A trust holds 40% of the shares, but the settlor or the beneficiaries have the power to direct the company’s affairs, or a trustee is bound by instructions from a particular beneficiary or class of beneficiaries. In such a case, the trust can give rise to PSC status in the individuals who effectively control that trust, if they can exercise significant influence over the company’s activities.

Scenario C: Arrangements enabling de facto control

Consider a situation where a person has a verbal or written agreement with other shareholders that effectively dictates major decisions, even though the person does not meet the 25% share threshold. If the arrangements give the individual a predominant role in governance and strategy, they may still be classified as a PSC due to the ability to exercise significant influence or control.

Common myths and misunderstandings about PSCs

Do PSCs require privacy protection?

While the PSC regime emphasises transparency, some people assume PSC information is always highly private. In truth, PSC information is public, though there are protections around the handling of sensitive data in line with data protection laws. The public record exists to deter abuse of corporate structures and to identify those who shape company activities.

Are directors always PSCs?

No. Being a director does not automatically make someone a PSC. A director may have responsibilities and influence within the board, but unless their rights or powers meet the PSC criteria (such as substantial shareholding, appointment rights, or significant influence), they might not be listed as a PSC. Conversely, a non-director could be a PSC if the person holds or controls significant influence over the company.

Practical guidance for businesses: identifying and managing PSCs

For small organisations

Small businesses should start by compiling a straightforward PSC map. Create a simple matrix that lists stakeholders, their shareholdings, voting rights, and any special arrangements that could confer influence. Regularly review this map, especially after funding rounds, share re-structuring, or changes to director appointments. Clear documentation helps prevent errors and ensures compliance with filing deadlines.

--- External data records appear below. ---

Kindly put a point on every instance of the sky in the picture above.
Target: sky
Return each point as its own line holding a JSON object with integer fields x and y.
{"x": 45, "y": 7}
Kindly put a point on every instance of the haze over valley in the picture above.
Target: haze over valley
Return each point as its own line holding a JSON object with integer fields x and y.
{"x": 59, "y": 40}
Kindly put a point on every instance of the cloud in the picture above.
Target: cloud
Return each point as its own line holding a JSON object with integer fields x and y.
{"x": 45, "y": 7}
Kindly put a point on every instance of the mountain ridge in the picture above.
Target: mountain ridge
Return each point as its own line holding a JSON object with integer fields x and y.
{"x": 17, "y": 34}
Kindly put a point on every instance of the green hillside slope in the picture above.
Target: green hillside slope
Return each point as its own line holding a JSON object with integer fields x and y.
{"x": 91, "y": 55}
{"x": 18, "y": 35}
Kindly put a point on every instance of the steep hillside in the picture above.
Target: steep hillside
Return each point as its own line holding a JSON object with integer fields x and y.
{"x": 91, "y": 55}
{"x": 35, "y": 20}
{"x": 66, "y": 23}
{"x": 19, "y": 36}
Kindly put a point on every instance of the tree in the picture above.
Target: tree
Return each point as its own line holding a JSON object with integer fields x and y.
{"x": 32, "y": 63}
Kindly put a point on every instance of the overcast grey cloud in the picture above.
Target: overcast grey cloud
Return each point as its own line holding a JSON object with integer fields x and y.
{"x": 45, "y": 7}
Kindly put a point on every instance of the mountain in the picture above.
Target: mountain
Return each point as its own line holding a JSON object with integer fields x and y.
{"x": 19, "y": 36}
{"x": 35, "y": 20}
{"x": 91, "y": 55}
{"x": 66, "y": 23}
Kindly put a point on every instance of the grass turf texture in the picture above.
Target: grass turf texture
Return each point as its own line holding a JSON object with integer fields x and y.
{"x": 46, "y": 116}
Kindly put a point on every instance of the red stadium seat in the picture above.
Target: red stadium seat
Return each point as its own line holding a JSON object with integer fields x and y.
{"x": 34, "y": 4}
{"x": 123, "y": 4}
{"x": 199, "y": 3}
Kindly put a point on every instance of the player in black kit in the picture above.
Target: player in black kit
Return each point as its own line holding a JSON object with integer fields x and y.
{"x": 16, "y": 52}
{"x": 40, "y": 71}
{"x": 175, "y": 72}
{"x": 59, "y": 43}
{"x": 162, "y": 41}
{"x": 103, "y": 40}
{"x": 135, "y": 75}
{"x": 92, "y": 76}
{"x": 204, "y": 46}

For organisations with group structures

In groups with multiple subsidiaries, PSCs may exist at different levels within the corporate parent. A robust approach is to assess PSC status at each entity, not just the parent company. It is possible for a PSC in one subsidiary to exist independently of PSCs in other group entities, depending on how control is arranged across the structure.

The evolving landscape: reforms and future trends

The PSC regime has evolved since its inception, with updates to guidance and changes in filing processes. Regulators continually refine how to identify, verify, and publish PSC information to improve accuracy and reduce misuse. Organisations should stay informed about any amendments to thresholds, reporting timelines, or data-handling requirements, particularly as the UK tax, corporate, and regulatory environment adapts to changing business practices and international standards.

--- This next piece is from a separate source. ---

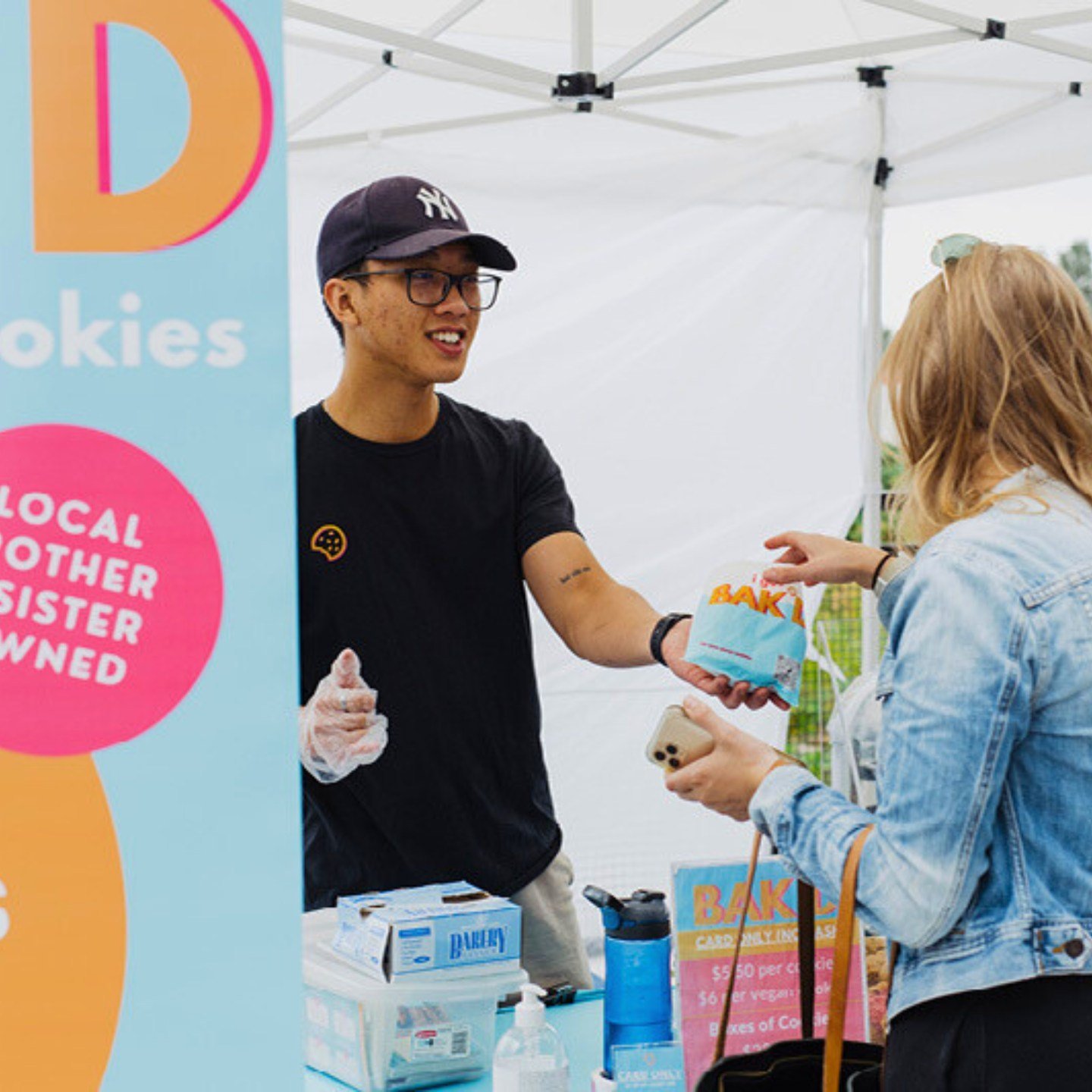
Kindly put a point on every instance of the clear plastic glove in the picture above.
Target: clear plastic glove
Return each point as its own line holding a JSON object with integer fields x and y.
{"x": 339, "y": 727}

What is a person with significant control? Key takeaways

In essence, what is a person with significant control is someone who, through ownership, rights, or influence, can shape the path of a company. It is not solely about who holds the most shares, but about who can determine outcomes through a combination of voting rights, director appointments, and agreements. The PSC regime aims to make such influence visible to the public, promoting transparency and accountability in corporate life.

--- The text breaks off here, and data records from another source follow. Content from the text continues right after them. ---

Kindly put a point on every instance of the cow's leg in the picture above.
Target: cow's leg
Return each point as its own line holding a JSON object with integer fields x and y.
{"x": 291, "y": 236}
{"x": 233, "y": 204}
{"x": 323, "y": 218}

For businesses, the practical implications are clear: identify PSCs accurately, maintain an up-to-date PSC register, and file timely with Companies House. For individuals, understanding whether you are a PSC helps you manage your obligations, protect your interests, and ensure that your involvement in a company is characterised by proper governance and compliance.

Whether you are an owner, a director, a trustee, or an adviser, appreciating how the question what is a person with significant control applies in real business scenarios is crucial. It not only informs compliance steps but also underpins trust in corporate integrity and the effective stewardship of company resources.